Luis’ wife, Melanie, came downstairs and saw him lying on the floor inside their home. She called 911.
While en route to the nearest hospital, Luis’ blood pressure plummeted, and his chest turned purple.
He was admitted, and a team tried everything to stabilize him, but nothing worked.
The medical staff was about to give up hope until one team member remembered a presentation on ECMO given by Joseph Shiber, MD, an emergency medicine physician and co-medical director of the ICU at UF Health North.
ECMO was the last effort in saving Luis. They prepared him to fly to UF Health Jacksonville, as he was too weak to make it through an ambulance transport.
Before they took off, Melanie repeatedly whispered to Rios, “I love you; don’t leave me.”
Her words were the only part of the night he remembers.
Once he landed at UF Health Jacksonville and was admitted to the trauma unit, the ECMO team connected him to the lifesaving machine within 18 minutes.
Luis was the 12th patient placed on ECMO at UF Health Jacksonville. The emergency physicians commonly see patients in critical condition. But this time, it was someone they knew.

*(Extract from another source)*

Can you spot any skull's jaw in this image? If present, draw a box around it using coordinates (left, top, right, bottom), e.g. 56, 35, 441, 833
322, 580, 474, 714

“It was surreal to take care of a colleague. He is like a father figure to us all,” said Firas Madbak, MD, a surgical critical care physician and ECMO team member.
After the second day on ECMO, Luis was improving. His chest was no longer purple, and his vitals were becoming more stable. One week later, he transitioned to rehab.
Five months after he was admitted, Luis was well enough to return to the job he loves. “It’s a blessing to have him around,” Madbak said. “Every time I see him in the hallway, he gives me a hug. There’s this emotional connection, this bond that’s hard to describe.”
“I think of them every day. They’re my family,” Luis emotionally exclaimed about the ECMO team. “They pulled me out of death and brought me back to life.”
The future of ECMO
Without ECMO, Brandon and Luis would not be here today. Although it’s not a method recommended for every patient, ECMO has the potential to save more lives.
UF Health Jacksonville has four ECMO machines, and five surgeons on campus were trained by Young to use it.
“Communication is the No. 1 thing that needs to happen when a patient is being put on ECMO,” Young emphasized. “Each step in the process is important, and the team needs to be fully trained to complete each step safely and efficiently.”
This is why the physicians at UF Health Jacksonville want to ensure the community knows about it. The ECMO team conducts outreach and education for physicians and medical centers throughout the area.
Although ECMO is considered a last resort, it is an incredible approach to offering a last bit of hope.